Peu après, une invitation du roi pour un grand bal à Versailles lui fit quitter sa nouvelle demeure. Pour une grande dame à la Cour, nantie de deux charges, elle avait assez donné de temps à ses devoirs familiaux. Il fallait reprendre le train mondain. Philippe s'y consacrait. Elle le voyait moins encore depuis qu'elle habitait chez lui qu'en vivant à la Cour. Comprenant que les soirées au coin de l'âtre ne se renouvelleraient pas, Angélique reprit le chemin de Versailles.

*****

Dans la soirée, le bal s'annonçant, elle eut toutes les peines du monde à trouver un coin pour changer de toilette. C'était le souci permanent des dames lorsqu'on campait à Versailles. Du moins pour celles qui sacrifiaient encore à la vertu de la pudeur. Pour les autres, le prétexte de s'offrir aux regards complaisants était facile.

Angélique se réfugia dans une petite antichambre attenant aux appartements de la reine. Avec Mme du Roure, elles se prêtèrent mutuellement assistance, leurs femmes de chambre demeurant introuvables. Les allées ou venues étaient nombreuses. Les gentilshommes au passage lançaient des galanteries, certains, avec empressement, proposaient leur aide.
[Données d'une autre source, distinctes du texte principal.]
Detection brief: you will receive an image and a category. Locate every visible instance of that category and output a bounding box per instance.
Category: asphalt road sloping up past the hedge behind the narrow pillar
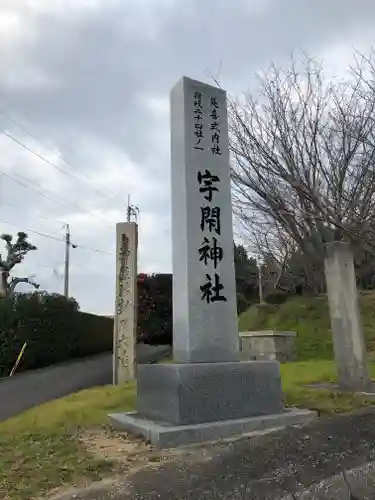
[0,345,168,421]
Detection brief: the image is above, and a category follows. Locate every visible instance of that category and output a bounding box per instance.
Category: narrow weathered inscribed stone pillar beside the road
[113,222,138,385]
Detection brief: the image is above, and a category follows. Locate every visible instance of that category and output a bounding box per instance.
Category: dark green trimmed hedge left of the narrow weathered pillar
[0,293,113,377]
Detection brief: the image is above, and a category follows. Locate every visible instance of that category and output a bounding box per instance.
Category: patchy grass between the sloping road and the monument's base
[0,384,135,500]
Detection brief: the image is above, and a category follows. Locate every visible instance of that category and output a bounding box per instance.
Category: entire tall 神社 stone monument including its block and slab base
[110,77,313,447]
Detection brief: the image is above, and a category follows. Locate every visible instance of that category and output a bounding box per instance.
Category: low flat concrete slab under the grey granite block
[109,408,316,449]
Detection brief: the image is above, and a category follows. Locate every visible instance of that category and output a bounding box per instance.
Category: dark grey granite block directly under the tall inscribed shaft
[137,361,283,424]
– Laissez-nous, messieurs, protestait Mme du Roure en poussant des cris de pintade, vous allez nous mettre en retard, vous savez que le roi a horreur de cela.

Elle dut s'absenter pour aller chercher des épingles.
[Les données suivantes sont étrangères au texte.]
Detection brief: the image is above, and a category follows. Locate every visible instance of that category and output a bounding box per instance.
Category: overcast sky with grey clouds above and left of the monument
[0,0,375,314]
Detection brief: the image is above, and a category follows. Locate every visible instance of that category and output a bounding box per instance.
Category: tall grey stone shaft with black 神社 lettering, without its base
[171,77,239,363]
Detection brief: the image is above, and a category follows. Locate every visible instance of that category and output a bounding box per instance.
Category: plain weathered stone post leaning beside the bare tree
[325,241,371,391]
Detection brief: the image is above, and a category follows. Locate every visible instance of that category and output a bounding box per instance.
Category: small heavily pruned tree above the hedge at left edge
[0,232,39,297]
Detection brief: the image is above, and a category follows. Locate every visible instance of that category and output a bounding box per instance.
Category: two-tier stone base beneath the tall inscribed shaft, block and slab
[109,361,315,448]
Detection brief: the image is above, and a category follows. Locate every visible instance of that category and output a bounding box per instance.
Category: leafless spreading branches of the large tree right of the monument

Angélique, seule un instant, en profitait pour agrafer ses bas de soie, lorsqu'un bras musclé la saisit par la taille et la bascula, toutes jupes troussées, sur un petit sofa. Une bouche gourmande se riva à son cou. Outrée, elle poussa un cri, se débattit avec violence, et dès qu'elle put se dégager gifla l'insolent par deux fois, à tour de bras. Sa main ne retomba pas une troisième fois, et elle demeura médusée devant le roi qui se tenait la joue.
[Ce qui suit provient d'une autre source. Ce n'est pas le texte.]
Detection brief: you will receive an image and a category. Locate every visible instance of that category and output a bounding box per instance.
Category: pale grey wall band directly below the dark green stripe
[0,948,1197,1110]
– Je... je ne savais pas que c'était vous, balbutia-t-elle.

– Je ne savais pas non plus que c'était vous, fit-il avec humeur. Ni que vous aviez de si belles jambes. Pourquoi diable les mettre au jour pour vous fâcher ensuite ?

– Je ne peux pas enfiler mes bas sans montrer mes jambes.

– Et pourquoi venez-vous enfiler vos bas dans l'antichambre de la reine, sinon pour montrer vos jambes ?

– Mais parce que je n'ai pas un trou où me mettre pour mon ajustement.

– Insinuez-vous que Versailles n'est pas assez grand pour votre précieuse personne ?

– Peut-être. C'est vaste, mais ça manque de coulisses. Précieuse ou non, ma personne doit rester sur le théâtre.